After his arrest, the defendant was immediately provided a court-appointed attorney but eventually hired a private attorney. In full disclosure, during the summer, I was asked to consider representing the defendant. I respectfully declined and recommended other qualified attorneys.
As a mother of a two young children and a former assistant district attorney having represented victims of sexual abuse for Essex County District Attorney Sprague’s office, I can tell you that it is gut-wrenching to watch the pain on the face of a victim sitting in the same courtroom as their accuser while being asked to relive every detail of the abuse they endured.
This case has been very emotional for those who have supported Hussein; letters to the editor and social media are proof of that. But what of the rights of the victim? It is irresponsible to refer to a 12-year-old child as “manipulative looking” or to reprimand the mother for not being a responsible parent, personal opinions of a few. Those comments are commonly referred to as “victim-shaming,” which doesn’t excuse the actions taken by a 24-year-old man and doesn’t make him a victim.
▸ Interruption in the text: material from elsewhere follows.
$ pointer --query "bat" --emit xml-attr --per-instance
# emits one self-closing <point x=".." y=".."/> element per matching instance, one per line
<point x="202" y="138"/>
The “allegations” were confirmed by law enforcement against Hussain. According to widely reported information, the Saranac Lake village police investigated the charges with help from the state police Computer Crimes Unit in Ray Brook and had eyewitness evidence as well as evidence of electronic communications between Hussain and the victim. An Essex County grand jury was impaneled and found that there was enough credible evidence to indict and charge Hussain with a felony. That’s a powerful statement when a panel of local citizens, people without any personal stake in the outcome, review the evidence and make a decision to indict a case.
Tanveer Hussain was offered a plea deal in March of 2017 but decided to plead not guilty and go to trial, which was his right. Those supporting him expressed frustration that he was “stuck here,” but the wheels of justice turn slowly. It is not unusual for cases such as these to take several months before trial begins. There was a grand jury presentment and arraignment, for which the Office of Court Administration provided an interpreter. At some point in this process, there was a change of attorney. All of these factors contribute to required steps in the legal process.
In the end, Hussain decided to forgo the trial which he was entitled to and plead guilty to a misdemeanor charge, “endangering the welfare of a child.” Immigration and Customs Enforcement, a federal agency, has now taken over and will deport Hussain back to India. The district attorney does not have the authority to deport a foreign national. This was a national news story that clearly attracted their attention.
Today we are witnessing a long-overdue national movement to expose those who would use their power to victimize others. The justice system hopefully will work to right those wrongs; public opinion certainly has. There will be trials with attorneys and juries of one’s peers. But we must be mindful and respectful that while the accused has rights, the victim has rights as well. Sexual abuse of any nature may cause long-lasting trauma for the victim; in this case I hope the victim, her family and the community members can move on with their lives, as they should.
We live in a region with a strong tourism-based economy, which relies upon major sporting events and visitors. It is important that we make all feel welcome and safe. But we should expect visitors to act responsibly and enjoy the area with respect for those of us who live here.
Like many of us who call the Adirondacks home, I am grateful to those who protect our quality of life and keep our families safe. Many thanks for a job well done by our law enforcement agencies, in particular our District Attorney Kristy Sprague and our system of justice.
Allison McGahay is a Lake Placid lawyer and former Essex County assistant district attorney.